Flushing Commons was developed by F&T Group, AECOM Capital and the Rockefeller Group and consists of a 17-story residential building at 138-35 39th Avenue along with a 13-story office condo building at 38-18 Union Street, where the retail space is located, according to the Rockefeller Group.

Tenants in the retail portion of the development include Atelier Fashion, Metro City Bank and Chinese hot-pot chain HaiDiLao, which opened its first U.S. location in the project last year.

“Downtown Flushing has become a popular destination for locals and tourists alike,” Melissa Gliatta, the COO of Thor Equities, said in a statement. “With an impressive roster of tenants and plans for expansion, Flushing Commons is an excellent addition to Thor’s portfolio, and we are excited to build our presence in Queens.”  

Spokespeople for F&T and AECOM did not immediately respond to requests for comment.
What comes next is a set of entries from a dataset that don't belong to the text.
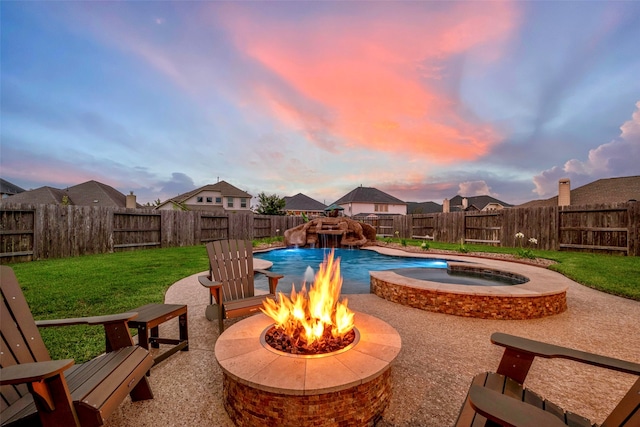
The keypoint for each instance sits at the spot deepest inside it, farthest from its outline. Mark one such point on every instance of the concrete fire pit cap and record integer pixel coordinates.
(244, 358)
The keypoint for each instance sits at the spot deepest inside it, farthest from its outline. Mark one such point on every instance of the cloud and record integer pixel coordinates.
(374, 82)
(615, 158)
(178, 184)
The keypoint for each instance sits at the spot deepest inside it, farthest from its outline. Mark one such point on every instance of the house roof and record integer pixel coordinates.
(479, 202)
(368, 195)
(84, 194)
(301, 202)
(223, 187)
(94, 193)
(423, 207)
(7, 187)
(606, 190)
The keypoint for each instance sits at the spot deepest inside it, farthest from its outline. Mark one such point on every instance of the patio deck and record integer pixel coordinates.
(440, 355)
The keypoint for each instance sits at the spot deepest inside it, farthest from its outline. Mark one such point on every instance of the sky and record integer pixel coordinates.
(423, 100)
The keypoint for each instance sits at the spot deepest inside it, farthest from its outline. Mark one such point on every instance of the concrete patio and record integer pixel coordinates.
(440, 354)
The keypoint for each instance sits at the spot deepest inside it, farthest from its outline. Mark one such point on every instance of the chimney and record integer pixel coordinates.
(131, 201)
(564, 192)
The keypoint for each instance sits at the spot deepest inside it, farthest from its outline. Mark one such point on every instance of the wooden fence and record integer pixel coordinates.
(611, 229)
(29, 232)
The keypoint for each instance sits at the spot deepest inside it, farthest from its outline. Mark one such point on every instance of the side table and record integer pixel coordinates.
(152, 315)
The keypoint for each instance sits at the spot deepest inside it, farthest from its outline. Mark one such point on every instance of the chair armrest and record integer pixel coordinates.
(508, 411)
(208, 283)
(529, 347)
(215, 289)
(32, 372)
(92, 320)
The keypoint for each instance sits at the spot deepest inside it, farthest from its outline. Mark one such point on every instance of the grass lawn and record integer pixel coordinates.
(111, 283)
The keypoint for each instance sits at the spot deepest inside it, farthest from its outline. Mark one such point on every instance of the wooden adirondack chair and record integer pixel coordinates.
(499, 399)
(230, 281)
(39, 391)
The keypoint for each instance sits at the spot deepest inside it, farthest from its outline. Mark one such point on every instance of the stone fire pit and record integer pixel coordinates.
(265, 387)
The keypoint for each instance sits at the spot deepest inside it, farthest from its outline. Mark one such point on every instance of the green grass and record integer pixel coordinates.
(614, 274)
(100, 284)
(118, 282)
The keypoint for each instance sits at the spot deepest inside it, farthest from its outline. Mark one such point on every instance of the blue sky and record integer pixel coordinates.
(422, 100)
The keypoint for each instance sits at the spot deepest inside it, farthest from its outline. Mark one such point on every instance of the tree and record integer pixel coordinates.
(270, 205)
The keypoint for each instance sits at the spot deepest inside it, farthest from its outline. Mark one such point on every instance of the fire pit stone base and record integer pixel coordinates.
(262, 387)
(361, 405)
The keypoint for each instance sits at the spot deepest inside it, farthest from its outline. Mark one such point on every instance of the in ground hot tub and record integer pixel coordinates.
(532, 298)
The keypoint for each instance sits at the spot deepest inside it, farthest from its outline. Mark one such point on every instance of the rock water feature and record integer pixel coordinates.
(328, 232)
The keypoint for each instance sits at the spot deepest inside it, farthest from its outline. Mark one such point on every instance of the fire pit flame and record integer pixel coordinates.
(306, 318)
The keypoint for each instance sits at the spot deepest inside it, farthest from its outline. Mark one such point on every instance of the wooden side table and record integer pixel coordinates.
(152, 315)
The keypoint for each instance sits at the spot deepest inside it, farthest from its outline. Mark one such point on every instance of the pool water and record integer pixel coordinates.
(355, 265)
(460, 277)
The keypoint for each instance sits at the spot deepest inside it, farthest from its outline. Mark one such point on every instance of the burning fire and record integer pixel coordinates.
(311, 315)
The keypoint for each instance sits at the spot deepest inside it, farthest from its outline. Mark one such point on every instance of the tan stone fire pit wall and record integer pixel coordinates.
(263, 387)
(357, 406)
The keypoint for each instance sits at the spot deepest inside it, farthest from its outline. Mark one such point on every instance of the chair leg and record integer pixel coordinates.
(142, 390)
(220, 318)
(54, 392)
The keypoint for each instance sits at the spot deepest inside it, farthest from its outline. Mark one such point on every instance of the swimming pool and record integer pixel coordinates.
(355, 265)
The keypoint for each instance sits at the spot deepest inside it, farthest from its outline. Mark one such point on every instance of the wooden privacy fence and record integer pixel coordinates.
(611, 229)
(30, 232)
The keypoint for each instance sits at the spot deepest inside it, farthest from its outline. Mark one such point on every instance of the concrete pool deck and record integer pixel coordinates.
(432, 373)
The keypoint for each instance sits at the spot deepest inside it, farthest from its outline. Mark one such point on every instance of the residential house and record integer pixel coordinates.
(218, 197)
(8, 189)
(300, 203)
(473, 203)
(364, 201)
(90, 193)
(423, 207)
(602, 191)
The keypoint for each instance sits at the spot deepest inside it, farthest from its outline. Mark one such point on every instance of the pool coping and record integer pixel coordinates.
(543, 295)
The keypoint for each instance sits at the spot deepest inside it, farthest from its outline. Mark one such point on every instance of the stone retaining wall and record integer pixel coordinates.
(505, 307)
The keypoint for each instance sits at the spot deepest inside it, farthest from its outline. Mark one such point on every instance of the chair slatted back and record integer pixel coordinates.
(20, 339)
(231, 263)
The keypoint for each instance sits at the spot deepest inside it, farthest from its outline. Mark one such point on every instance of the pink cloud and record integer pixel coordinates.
(363, 82)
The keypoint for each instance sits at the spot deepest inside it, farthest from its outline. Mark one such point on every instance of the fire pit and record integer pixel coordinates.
(263, 385)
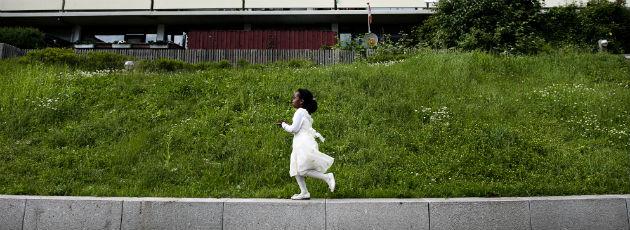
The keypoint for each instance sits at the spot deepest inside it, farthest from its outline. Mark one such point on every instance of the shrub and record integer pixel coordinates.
(583, 27)
(54, 56)
(102, 60)
(488, 25)
(25, 38)
(601, 19)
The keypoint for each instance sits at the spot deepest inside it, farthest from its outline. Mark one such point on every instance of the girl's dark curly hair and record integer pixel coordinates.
(310, 104)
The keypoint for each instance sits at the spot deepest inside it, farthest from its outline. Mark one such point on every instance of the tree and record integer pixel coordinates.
(498, 26)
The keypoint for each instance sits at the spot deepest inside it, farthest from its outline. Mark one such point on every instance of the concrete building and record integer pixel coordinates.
(140, 21)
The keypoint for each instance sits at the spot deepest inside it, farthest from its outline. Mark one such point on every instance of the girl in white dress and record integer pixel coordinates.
(306, 159)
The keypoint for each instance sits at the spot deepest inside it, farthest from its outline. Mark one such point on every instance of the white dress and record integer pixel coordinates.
(305, 155)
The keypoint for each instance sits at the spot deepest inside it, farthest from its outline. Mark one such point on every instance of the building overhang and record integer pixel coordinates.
(202, 17)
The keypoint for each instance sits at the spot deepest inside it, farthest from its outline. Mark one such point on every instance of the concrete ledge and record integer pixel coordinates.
(274, 214)
(11, 213)
(476, 213)
(155, 213)
(72, 213)
(377, 214)
(573, 212)
(579, 213)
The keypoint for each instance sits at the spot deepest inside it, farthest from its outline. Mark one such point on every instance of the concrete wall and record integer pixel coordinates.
(380, 3)
(577, 212)
(197, 4)
(30, 5)
(108, 5)
(289, 4)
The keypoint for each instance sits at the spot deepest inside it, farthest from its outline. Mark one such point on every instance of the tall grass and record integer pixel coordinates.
(434, 125)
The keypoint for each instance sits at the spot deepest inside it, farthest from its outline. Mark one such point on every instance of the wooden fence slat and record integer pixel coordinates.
(253, 56)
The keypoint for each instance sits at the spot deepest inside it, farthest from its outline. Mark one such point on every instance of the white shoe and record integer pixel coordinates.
(301, 196)
(331, 182)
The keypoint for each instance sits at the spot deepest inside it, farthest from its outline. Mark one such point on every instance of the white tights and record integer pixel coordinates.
(310, 173)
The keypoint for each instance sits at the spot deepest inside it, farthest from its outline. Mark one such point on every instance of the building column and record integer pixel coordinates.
(76, 34)
(161, 33)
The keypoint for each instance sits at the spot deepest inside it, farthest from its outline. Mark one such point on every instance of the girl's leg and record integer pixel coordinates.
(328, 178)
(317, 174)
(302, 184)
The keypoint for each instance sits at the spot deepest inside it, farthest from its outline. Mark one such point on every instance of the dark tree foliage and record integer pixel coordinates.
(498, 26)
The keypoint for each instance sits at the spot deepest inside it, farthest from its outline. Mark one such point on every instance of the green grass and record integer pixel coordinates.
(434, 125)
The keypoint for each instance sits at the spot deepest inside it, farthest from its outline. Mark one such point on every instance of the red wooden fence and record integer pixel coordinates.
(260, 39)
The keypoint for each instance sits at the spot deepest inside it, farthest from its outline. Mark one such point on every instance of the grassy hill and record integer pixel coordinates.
(434, 125)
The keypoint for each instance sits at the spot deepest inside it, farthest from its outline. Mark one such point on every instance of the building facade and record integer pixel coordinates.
(142, 21)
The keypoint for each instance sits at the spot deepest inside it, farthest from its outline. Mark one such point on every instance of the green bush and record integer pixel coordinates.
(102, 60)
(53, 56)
(488, 25)
(583, 26)
(25, 38)
(601, 19)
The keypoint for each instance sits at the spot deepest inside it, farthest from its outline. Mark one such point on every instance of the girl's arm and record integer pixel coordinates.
(297, 122)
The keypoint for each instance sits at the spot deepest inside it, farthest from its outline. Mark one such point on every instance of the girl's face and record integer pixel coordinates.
(297, 101)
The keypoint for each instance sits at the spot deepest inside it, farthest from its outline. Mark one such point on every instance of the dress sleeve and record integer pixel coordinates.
(297, 122)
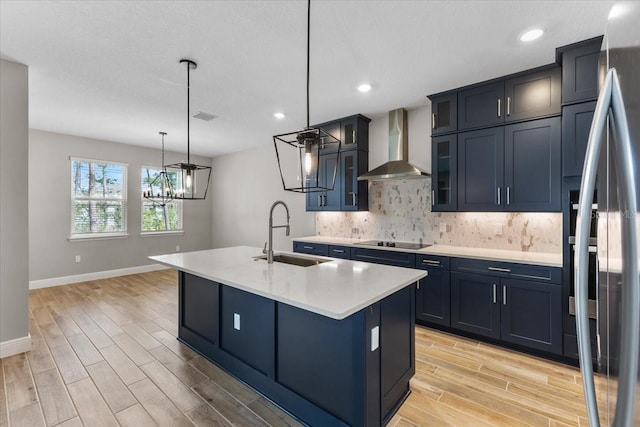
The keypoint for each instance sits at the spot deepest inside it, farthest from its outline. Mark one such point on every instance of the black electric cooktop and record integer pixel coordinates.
(392, 244)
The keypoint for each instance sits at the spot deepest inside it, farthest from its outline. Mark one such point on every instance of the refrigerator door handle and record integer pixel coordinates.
(610, 98)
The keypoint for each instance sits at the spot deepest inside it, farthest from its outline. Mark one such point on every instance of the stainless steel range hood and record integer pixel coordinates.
(397, 167)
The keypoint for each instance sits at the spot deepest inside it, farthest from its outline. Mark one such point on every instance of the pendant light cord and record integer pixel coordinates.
(308, 44)
(188, 114)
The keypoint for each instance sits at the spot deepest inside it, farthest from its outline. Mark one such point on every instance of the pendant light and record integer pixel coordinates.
(160, 191)
(193, 180)
(308, 158)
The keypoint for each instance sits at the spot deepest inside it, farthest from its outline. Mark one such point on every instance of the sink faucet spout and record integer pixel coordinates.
(287, 228)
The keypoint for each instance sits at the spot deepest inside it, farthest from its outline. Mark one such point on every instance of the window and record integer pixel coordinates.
(98, 198)
(156, 218)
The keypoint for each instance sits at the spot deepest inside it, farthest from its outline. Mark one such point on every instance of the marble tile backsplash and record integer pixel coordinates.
(401, 211)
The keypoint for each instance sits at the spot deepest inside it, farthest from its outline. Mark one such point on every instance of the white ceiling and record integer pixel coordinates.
(109, 69)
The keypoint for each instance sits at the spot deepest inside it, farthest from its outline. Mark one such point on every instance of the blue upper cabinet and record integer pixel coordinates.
(348, 193)
(444, 113)
(580, 70)
(529, 95)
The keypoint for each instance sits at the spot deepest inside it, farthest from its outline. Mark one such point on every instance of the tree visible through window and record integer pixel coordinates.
(154, 216)
(98, 197)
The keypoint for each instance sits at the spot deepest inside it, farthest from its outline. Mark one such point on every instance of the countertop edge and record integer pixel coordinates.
(503, 255)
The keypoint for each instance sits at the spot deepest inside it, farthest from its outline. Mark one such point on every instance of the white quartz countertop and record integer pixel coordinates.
(336, 289)
(536, 258)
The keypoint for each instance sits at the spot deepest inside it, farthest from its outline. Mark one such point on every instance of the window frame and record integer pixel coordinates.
(123, 200)
(179, 204)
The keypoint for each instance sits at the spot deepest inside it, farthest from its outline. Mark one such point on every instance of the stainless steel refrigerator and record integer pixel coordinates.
(612, 166)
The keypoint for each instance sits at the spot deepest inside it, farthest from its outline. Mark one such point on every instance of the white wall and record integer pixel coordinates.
(52, 255)
(244, 185)
(14, 252)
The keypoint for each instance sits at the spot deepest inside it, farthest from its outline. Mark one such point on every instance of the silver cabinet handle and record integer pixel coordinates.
(610, 99)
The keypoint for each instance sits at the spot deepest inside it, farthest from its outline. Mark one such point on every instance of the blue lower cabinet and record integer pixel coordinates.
(474, 304)
(531, 314)
(247, 328)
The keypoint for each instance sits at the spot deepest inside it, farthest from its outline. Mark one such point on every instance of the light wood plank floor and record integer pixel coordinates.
(105, 353)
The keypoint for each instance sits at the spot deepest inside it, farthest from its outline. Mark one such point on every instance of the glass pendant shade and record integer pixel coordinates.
(193, 180)
(160, 190)
(307, 160)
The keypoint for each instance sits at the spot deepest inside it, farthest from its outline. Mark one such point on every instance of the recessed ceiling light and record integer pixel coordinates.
(364, 88)
(531, 35)
(618, 9)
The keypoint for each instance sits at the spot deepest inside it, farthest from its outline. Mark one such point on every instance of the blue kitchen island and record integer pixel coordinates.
(331, 343)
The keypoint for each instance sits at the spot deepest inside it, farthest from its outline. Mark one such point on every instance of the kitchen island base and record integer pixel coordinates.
(323, 371)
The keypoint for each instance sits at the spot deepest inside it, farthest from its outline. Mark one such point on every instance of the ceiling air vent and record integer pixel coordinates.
(204, 116)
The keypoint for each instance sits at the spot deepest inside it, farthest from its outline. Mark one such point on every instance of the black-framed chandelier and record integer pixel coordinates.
(307, 159)
(160, 190)
(193, 180)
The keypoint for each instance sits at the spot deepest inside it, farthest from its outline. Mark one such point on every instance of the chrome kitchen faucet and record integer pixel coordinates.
(269, 251)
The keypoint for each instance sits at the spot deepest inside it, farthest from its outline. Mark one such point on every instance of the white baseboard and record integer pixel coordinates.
(65, 280)
(16, 346)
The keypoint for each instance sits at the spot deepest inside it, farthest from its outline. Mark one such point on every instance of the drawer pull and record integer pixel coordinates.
(501, 270)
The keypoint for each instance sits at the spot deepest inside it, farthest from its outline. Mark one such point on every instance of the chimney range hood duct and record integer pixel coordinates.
(397, 167)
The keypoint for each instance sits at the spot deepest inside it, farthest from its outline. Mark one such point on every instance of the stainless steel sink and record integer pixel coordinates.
(294, 260)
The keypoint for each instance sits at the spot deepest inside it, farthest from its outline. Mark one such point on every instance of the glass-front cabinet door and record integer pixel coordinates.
(444, 173)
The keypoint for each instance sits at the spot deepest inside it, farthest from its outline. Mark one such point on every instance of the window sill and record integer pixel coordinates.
(97, 236)
(161, 233)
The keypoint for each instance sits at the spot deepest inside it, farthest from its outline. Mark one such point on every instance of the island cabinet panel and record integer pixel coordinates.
(198, 311)
(398, 353)
(475, 304)
(247, 328)
(329, 367)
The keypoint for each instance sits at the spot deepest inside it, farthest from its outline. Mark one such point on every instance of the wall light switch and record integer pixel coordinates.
(375, 338)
A spokesman for the Rockefeller Group declined to comment.

Thor’s shift

New York-based Thor, which Sitt founded in 1986, has turned its attention to industrial as the city’s retail market has been sluggish and Thor defaulted on several loans tied to its properties.

Last year, Thor dropped about $311.9 million to buy a 2.2-million-square-foot warehouse portfolio from SERGO in England, about $300 million to buy another U.K. industrial portfolio from the firm, and bought a 400,000-square-foot warehouse in the Netherlands, as CO reported.

Thor also sold a pair of commercial condos at 51 Greene Street it owned with Premier Equities for $14.6 million in April 2019 and unloaded its nearly 200,000-square-foot retail site in Gravesend, Brooklyn, for $73 million that October. It also switched gears last year on its Red Hook project at 280 Richards Street from office to turn it into a last-mile warehousing site, The Real Deal reported.

But even as Thor shifted to industrial, it has dealt with some troubles in its retail portfolio. Its $30 million CMBS loan at its office tower at 545 Madison Avenue and $37 million note on a retail property at 115 Mercer Street were both sent into special servicing last year, as CO previously reported. Its $17 million non-performing CMBS loan on its retail building at 1006 Madison Avenue was put up for sale last summer. 

U.S. Bank National Association filed a suit against Thor in December 2019 to foreclose on the retail property at 494 Broadway, claiming the developer has been seeking “unrealistic rents for new leases, ensuring that vacancies mount,” TRD reported.

Update: This story has been corrected since publication in regard to the square footage of the retail condo and add a comment from Melissa Gliatta.